If we are still listening to the 1-2-3 Waltz, it’s time to turn off the music. Whether we finally decide to make that Step Three decision or whether we go back to review Steps One and Two to make sure we’re solid, we’ve got to get off the dance floor and get better. Because we don’t want this song to be our funeral dirge.

The 1 question to ask before that first compulsive bite

Are we asking the wrong question about taking that first compulsive bite? We often have second thoughts when faced with that fateful decision, questions such as:

  • Am I going to do this to myself again?
  • Will this lead to another binge?
  • Why do I want to eat this?

These are all helpful responses, and yet, they don’t get at the most basic part of what every addict faces, including us compulsive eaters.

One of the most important paragraphs in the Big Book is in the Doctor’s Opinion (pp xxvii–xxix). Dr. Silkwood tells us that when we put the substance into our bodies we have a reaction that creates physical cravings. But before we do so, however, we are activated mentally and obsess about eating. And why are we activated to obsess? Because of a thought or feeling.
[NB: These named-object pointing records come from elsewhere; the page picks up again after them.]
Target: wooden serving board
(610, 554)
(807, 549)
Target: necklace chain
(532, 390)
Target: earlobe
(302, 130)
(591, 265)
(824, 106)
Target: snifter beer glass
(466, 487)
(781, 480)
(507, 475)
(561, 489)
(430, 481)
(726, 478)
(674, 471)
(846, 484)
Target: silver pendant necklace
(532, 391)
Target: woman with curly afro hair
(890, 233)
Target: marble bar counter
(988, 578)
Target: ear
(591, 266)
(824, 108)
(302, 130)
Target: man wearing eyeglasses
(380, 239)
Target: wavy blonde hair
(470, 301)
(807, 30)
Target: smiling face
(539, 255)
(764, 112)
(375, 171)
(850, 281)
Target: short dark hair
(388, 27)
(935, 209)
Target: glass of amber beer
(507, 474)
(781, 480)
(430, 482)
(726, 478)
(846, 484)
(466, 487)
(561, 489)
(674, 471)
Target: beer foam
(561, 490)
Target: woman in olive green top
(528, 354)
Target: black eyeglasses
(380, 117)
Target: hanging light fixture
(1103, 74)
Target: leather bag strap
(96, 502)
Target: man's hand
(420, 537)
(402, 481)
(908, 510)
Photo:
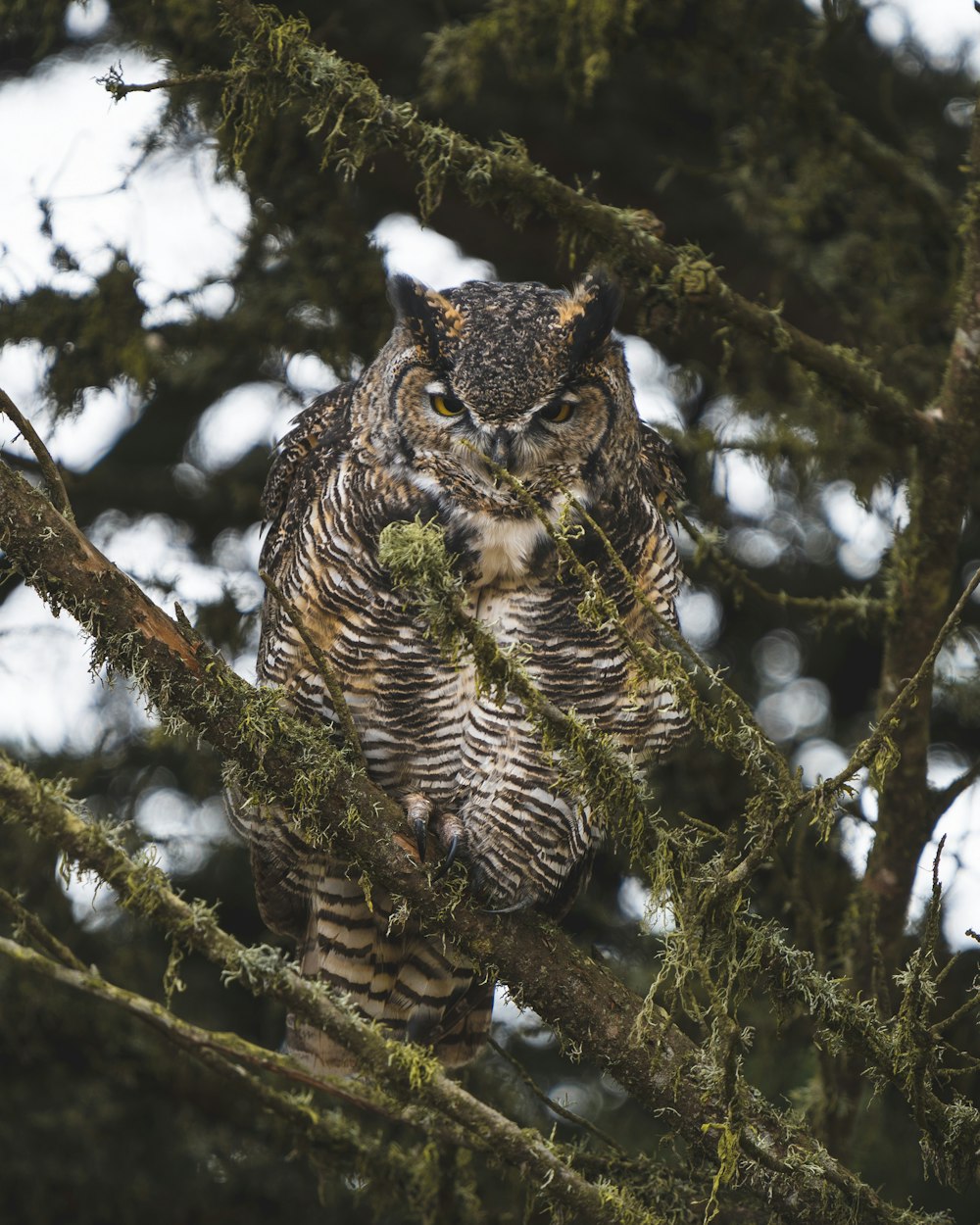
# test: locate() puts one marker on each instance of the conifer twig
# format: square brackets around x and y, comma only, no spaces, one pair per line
[45,464]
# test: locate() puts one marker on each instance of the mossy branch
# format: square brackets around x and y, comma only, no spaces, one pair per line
[858,607]
[275,60]
[297,765]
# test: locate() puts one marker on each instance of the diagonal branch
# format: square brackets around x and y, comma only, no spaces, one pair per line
[297,765]
[354,121]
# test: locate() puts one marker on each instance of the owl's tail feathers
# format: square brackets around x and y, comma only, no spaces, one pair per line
[416,986]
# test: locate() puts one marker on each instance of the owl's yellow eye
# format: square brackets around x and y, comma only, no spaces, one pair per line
[446,406]
[558,412]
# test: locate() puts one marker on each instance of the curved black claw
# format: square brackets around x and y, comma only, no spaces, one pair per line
[509,910]
[449,860]
[421,831]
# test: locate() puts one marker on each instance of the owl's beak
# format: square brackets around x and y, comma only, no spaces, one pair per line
[501,449]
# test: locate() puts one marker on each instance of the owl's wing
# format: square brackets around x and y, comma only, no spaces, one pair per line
[285,871]
[317,431]
[660,474]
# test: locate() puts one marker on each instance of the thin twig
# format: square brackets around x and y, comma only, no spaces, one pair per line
[851,604]
[341,710]
[43,456]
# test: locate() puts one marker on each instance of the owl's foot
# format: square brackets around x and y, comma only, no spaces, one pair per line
[445,827]
[419,812]
[450,833]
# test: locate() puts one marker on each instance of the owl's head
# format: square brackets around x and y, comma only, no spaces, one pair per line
[523,375]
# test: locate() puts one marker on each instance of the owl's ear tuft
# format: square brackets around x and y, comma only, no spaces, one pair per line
[431,318]
[591,313]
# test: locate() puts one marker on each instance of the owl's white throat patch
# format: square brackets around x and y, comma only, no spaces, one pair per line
[506,545]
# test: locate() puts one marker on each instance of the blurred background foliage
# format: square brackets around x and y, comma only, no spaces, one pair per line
[821,172]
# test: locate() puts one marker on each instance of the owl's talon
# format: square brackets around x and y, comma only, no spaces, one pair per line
[421,832]
[449,860]
[509,910]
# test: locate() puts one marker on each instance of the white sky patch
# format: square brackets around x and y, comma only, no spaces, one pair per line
[424,254]
[64,140]
[863,533]
[513,1020]
[941,25]
[253,415]
[84,20]
[700,613]
[651,377]
[49,701]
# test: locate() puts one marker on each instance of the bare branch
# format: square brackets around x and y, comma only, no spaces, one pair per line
[43,456]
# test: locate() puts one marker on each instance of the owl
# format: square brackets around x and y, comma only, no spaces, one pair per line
[532,380]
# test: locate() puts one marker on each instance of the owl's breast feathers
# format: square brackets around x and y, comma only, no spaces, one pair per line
[425,723]
[430,733]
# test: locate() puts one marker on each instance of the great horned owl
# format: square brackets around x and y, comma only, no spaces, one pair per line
[530,378]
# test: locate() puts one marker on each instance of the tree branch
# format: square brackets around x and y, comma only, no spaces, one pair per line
[354,121]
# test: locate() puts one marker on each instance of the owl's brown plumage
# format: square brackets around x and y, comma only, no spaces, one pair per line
[529,377]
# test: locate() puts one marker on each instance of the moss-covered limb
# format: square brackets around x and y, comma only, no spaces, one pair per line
[192,1038]
[406,1073]
[352,121]
[342,711]
[858,607]
[925,568]
[555,1106]
[910,1057]
[594,1010]
[27,924]
[323,1136]
[587,37]
[593,1007]
[47,466]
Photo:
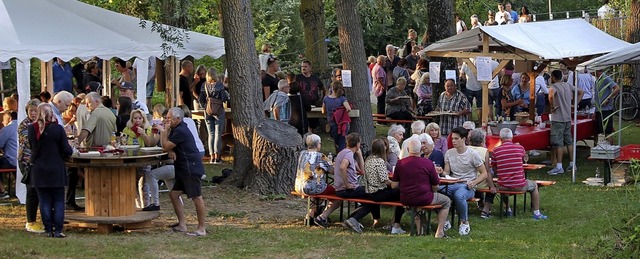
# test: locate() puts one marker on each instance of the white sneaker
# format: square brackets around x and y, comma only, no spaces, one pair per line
[447,225]
[397,231]
[555,171]
[464,229]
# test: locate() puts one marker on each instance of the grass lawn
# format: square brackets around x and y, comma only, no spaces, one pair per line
[582,223]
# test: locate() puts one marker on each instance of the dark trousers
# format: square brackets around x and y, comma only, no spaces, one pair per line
[32,204]
[359,193]
[388,195]
[73,184]
[52,208]
[381,103]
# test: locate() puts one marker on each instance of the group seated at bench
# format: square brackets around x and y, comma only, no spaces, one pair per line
[415,183]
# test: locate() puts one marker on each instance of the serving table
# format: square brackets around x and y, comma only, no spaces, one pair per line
[110,188]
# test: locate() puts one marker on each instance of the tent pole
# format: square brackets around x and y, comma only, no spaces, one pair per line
[575,125]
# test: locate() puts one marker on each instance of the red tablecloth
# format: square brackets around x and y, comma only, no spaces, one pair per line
[532,137]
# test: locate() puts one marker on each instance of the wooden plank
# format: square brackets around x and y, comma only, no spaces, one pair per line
[105,192]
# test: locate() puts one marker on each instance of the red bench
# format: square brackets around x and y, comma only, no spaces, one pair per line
[418,212]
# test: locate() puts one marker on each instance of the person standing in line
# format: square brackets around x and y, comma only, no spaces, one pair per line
[49,147]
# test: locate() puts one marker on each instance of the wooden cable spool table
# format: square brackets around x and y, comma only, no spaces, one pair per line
[110,188]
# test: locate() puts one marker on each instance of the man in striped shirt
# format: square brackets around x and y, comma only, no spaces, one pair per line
[506,161]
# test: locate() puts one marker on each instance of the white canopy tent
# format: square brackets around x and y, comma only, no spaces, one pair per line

The doctor tells us “Men and women drink essentially because they like the effect produced by alcohol.… They are restless, irritable, and discontented, unless they can again experience the sense of ease and comfort which comes at once by taking a few drinks….” Or to put it another way, we eat because we want to take the edge off.
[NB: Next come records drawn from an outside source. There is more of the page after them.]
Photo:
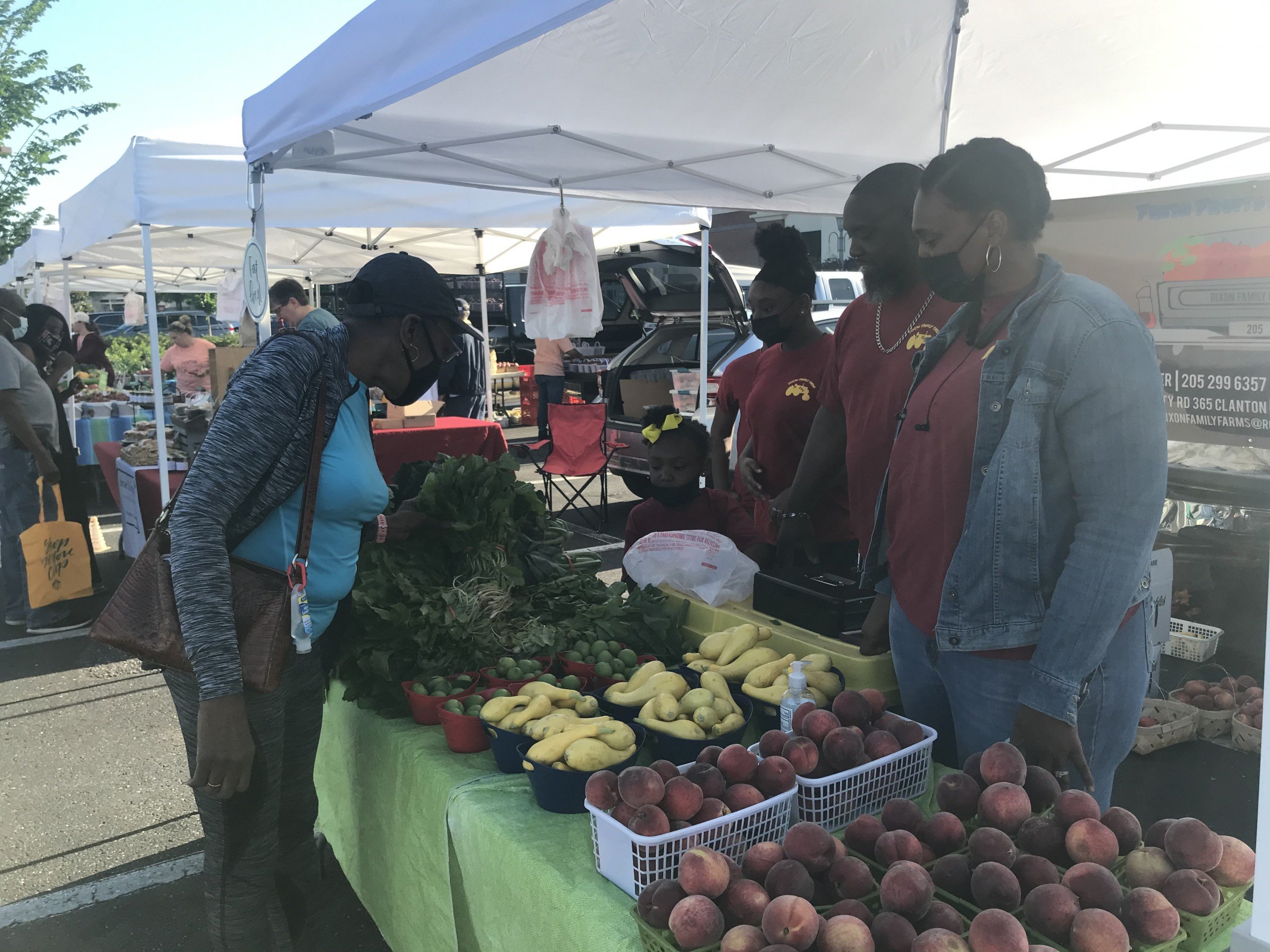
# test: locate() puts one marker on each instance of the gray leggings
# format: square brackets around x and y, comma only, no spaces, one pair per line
[261,866]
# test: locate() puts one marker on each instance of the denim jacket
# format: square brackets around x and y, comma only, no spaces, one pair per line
[1067,489]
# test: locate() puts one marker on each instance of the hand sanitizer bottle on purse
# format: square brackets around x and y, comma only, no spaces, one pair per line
[795,697]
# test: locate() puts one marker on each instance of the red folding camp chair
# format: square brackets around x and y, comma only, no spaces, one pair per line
[577,450]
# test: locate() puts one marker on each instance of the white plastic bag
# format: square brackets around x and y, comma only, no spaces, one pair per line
[697,563]
[563,295]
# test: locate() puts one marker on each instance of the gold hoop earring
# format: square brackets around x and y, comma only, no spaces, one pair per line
[987,259]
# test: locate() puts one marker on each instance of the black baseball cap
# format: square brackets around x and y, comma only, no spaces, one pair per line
[398,284]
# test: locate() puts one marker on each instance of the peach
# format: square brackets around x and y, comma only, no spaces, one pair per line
[743,939]
[1148,917]
[657,900]
[602,790]
[738,796]
[792,921]
[881,744]
[996,931]
[811,844]
[842,749]
[1005,806]
[845,933]
[907,889]
[853,709]
[940,916]
[1003,763]
[1147,867]
[708,777]
[863,833]
[1090,842]
[878,701]
[1126,827]
[1074,805]
[743,903]
[760,858]
[737,763]
[1042,789]
[1237,866]
[849,878]
[1095,887]
[994,887]
[1156,833]
[697,922]
[991,846]
[649,822]
[640,786]
[1098,931]
[789,878]
[952,874]
[1193,846]
[711,809]
[709,756]
[803,753]
[818,724]
[944,833]
[894,846]
[901,815]
[958,794]
[892,932]
[683,799]
[1193,892]
[771,743]
[775,776]
[1042,835]
[1033,871]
That edge is the emotional discomfort or pain we feel in any given moment. It is both the triggering event itself (job stress, a fight with a loved one, a broken shoelace) and the accumulation of every hurt, disappointment, and fear that we’ve buried alive inside us by eating. Every new pain reminds of all the previous ones, so we do what we did before: eat compulsively.
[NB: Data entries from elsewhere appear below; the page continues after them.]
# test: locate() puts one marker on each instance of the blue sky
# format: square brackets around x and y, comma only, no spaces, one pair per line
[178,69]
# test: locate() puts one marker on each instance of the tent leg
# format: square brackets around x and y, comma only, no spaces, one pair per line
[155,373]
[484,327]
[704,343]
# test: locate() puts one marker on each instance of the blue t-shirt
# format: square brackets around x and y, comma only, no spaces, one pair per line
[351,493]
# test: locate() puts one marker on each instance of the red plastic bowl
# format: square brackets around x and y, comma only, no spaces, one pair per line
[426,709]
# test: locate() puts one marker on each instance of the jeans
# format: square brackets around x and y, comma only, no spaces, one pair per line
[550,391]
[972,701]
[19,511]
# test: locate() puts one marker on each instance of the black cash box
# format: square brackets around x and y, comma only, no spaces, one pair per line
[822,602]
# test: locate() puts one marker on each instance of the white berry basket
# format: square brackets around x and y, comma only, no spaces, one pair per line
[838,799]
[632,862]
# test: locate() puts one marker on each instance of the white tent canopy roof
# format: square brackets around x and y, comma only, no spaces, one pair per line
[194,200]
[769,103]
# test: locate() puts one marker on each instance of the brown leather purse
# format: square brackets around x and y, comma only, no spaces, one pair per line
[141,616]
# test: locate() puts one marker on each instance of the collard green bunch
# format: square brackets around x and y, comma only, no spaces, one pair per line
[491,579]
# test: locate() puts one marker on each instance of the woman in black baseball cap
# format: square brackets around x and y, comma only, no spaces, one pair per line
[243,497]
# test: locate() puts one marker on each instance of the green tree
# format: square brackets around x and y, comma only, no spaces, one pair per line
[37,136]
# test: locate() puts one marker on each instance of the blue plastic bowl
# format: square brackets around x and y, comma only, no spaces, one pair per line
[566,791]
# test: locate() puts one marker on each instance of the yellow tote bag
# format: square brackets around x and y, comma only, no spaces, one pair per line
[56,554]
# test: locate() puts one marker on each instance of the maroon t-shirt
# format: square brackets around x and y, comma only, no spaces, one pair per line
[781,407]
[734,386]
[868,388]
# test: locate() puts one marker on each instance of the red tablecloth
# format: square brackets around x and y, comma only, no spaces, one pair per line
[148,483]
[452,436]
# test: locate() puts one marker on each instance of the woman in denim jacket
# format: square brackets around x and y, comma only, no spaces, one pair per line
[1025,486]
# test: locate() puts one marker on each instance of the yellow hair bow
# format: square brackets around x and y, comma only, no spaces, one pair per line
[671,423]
We never just sit with emotional discomfort. It’s too much for us. We may appear stoic on the outside, but by always taking the edge off, we are admitting that our discomfort is stronger than we are.

In OA, however, we discover that our Higher Power is more powerful than our feelings. Even our roughest emotions are no match for the god of our understanding. So the question we ask ourselves now is:

Are we willing to trust and rely on God to get us through discomfort instead of turning to food?

After all, why would we ever turn to the food that makes us miserable instead of the God that makes us feel better?

Of course, there’s an important condition to trusting God instead of food. We need a conception of God that we can actually put trust in. If we are unable to achieve abstinence despite asking our HP for help, our understanding of God may be too limited. Or it may simply be the wrong conception for us.

In the former case, we may believe a Higher Power is out there, but we don’t really believe it cares about us. Or we may believe we are so terminally unique that not even God can help us. These are both instances where we can choose to let an HP show us its power rather than assume it isn’t available to us. The way we do that is by not taking the first bite, finally asking God for help, and observing what happens when we let go and let God.

In the case of having the wrong conception for us, we may have long-held religious beliefs that are hindering our spiritual understanding. If we are not actively religious, we may find it useful to finally admit that our religious heritage isn’t helping us and seek a God concept that does. If we are engaged in religion, we might consult with our religious teacher or leader to see if we something about our concept of God is holding us back.

Of course, we may be atheistic or agnostic. This is no barrier to trusting and relying on God. We might define it as Good Orderly Discipline or as Group of (Food) Drunks. Others among us with the atheistic/agnostic line of thinking have seen other OAs recover with the help of a Higher Power and simply decided their conception is a Great Friend or the God of My Not Understanding. If it helps, we don’t have to use the capital G.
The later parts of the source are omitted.